Cleanse/Confirm Question ?

Post questions here relative to DataStage Server Edition for such areas as Server job design, DS Basic, Routines, Job Sequences, etc.

Moderators: chulett, rschirm, roy

ameyvaidya
Charter Member
Charter Member
Posts: 166
Joined: Wed Mar 16, 2005 6:52 am
Location: Mumbai, India

Post by ameyvaidya »

Hi Kaps,

I believe this is what you are looking for:

Issue:
Do multiple simultaneous lookups on a single translation table. Multiple source columns need to be mapped to the same reference column and the translated(standard) value needs to be passed to target.

The job design can be:

Code: Select all


DB2 Src for rule table--->Hashed File(Rule Table loaded into HF)                        
                               |(Lkp1)|(Lkp2)|(Lkp3)
                               |      |      |
                               |      |      |
Source------------------------>Transformer    -------------->Target Table or File. 


LKP1: Lookup for Gender
LKP2: Lookup for State
LKP3: Lookup for Cntry_Code

Make sure the "Preload to Memory" option at the output of the HashedFile stage is enabled

The lookup logic is as follows:
Primary input to ref transformer:
Source_ID
Gender
State
Cntry_Code

Lkp1:
Source_ID [Key Yes] <--(Key Derivation)-- Primary.Source_ID
Source_Value [Key Yes] <--(Key Derivation)-- Primary.Gender
Cleansed_Value [key No] (Map to Target as Gender)

Lkp2:
Source_ID [Key Yes] <--(Key Derivation)-- Primary.Source_ID
Source_Value [Key Yes] <--(Key Derivation)-- Primary.State
Cleansed_Value [key No] (Map to Target as State)

Lkp3:
Source_ID [Key Yes] <--(Key Derivation)-- Primary.Source_ID
Source_Value [Key Yes] <--(Key Derivation)-- Primary.Cntry_Code
Cleansed_Value [key No] (Map to Target as Cntry_Code)

Output of transformer:
Source_ID<--(Derivation)--Primary.Source_ID
Gender<--(Derivation)--Lkp1.Cleansed_Value
State<--(Derivation)--Lkp2.Cleansed_Value
Cntry_Code<--(Derivation)--Lkp3.Cleansed_Value

IHTH
Amey Vaidya<i>
I am rarely happier than when spending an entire day programming my computer to perform automatically a task that it would otherwise take me a good ten seconds to do by hand.</i>
<i>- Douglas Adams</i>
I_Server_Whale
Premium Member
Premium Member
Posts: 1255
Joined: Wed Feb 02, 2005 11:54 am
Location: United States of America

Post by I_Server_Whale »

Amey Vaidya,

That is not what kaps is looking for. And the previous posts make this clear. The suggestion made by gateleys is also the same.

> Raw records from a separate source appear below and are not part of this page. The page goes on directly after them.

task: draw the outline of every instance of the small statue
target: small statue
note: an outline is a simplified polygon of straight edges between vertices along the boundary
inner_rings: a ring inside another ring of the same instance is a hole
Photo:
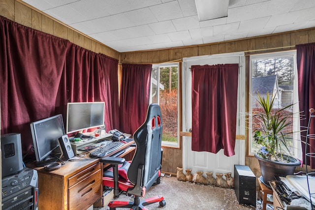
[[[202,176],[203,172],[202,171],[198,171],[196,173],[193,175],[193,178],[192,181],[194,182],[199,183],[200,184],[207,184],[207,179]]]
[[[211,185],[217,185],[217,180],[216,179],[212,176],[213,173],[212,172],[206,172],[206,175],[207,175],[207,181],[208,184],[210,184]]]
[[[177,167],[177,173],[176,173],[176,177],[177,180],[180,181],[185,181],[186,180],[186,176],[183,173],[183,169],[181,168]]]
[[[191,174],[191,169],[186,169],[186,181],[192,182],[193,178],[193,175]]]
[[[234,187],[234,178],[231,177],[231,174],[230,172],[224,174],[224,177],[225,177],[226,183],[227,184],[227,187]]]

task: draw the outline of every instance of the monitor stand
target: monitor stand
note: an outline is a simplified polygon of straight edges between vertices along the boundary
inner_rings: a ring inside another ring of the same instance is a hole
[[[48,164],[50,164],[52,163],[55,163],[57,162],[57,159],[56,158],[46,158],[44,160],[42,160],[41,161],[36,161],[35,162],[35,165],[36,166],[36,167],[43,167],[44,166],[46,165],[48,165]]]

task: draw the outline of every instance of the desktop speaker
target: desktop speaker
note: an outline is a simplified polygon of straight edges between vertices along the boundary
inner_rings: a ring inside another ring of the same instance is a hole
[[[64,135],[59,139],[59,145],[61,148],[61,156],[63,155],[65,159],[68,160],[74,156],[74,153],[71,147],[70,140],[66,135]]]
[[[2,178],[17,174],[23,169],[20,133],[1,135]]]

Kaps doesn't want to do multiple look-ups.

Kaps,

I was thinking about it and I kind of used stage variables in my logic and no hashed file. But I couldn't run the job as I had problems with getting the database up on my machine. So, not 100% percent sure if it works. But you can give it a shot.

However, I have created a pdf of the design which basically shows the logic inside the transformer of the job. In this design, DSLink4 is your source link, DSLink5 is your Rules Table Link (remember no hashed file used, looking up the database with Source_ID as the key) and DSLink6 is your target link.

You can download the pdf file from here:

pdf

If you try it out. Please be kind enough to notify me about the outcome.

Thanks,
Naveen.
Anything that won't sell, I don't want to invent. Its sale is proof of utility, and utility is success.
Author: Thomas A. Edison 1847-1931, American Inventor, Entrepreneur, Founder of GE
ameyvaidya
Charter Member
Charter Member
Posts: 166
Joined: Wed Mar 16, 2005 6:52 am
Location: Mumbai, India

Post by ameyvaidya »

naveendronavalli wrote:Amey Vaidya,

That is not what kaps is looking for. And the previous posts make this clear. The suggestion made by gateleys is also the same.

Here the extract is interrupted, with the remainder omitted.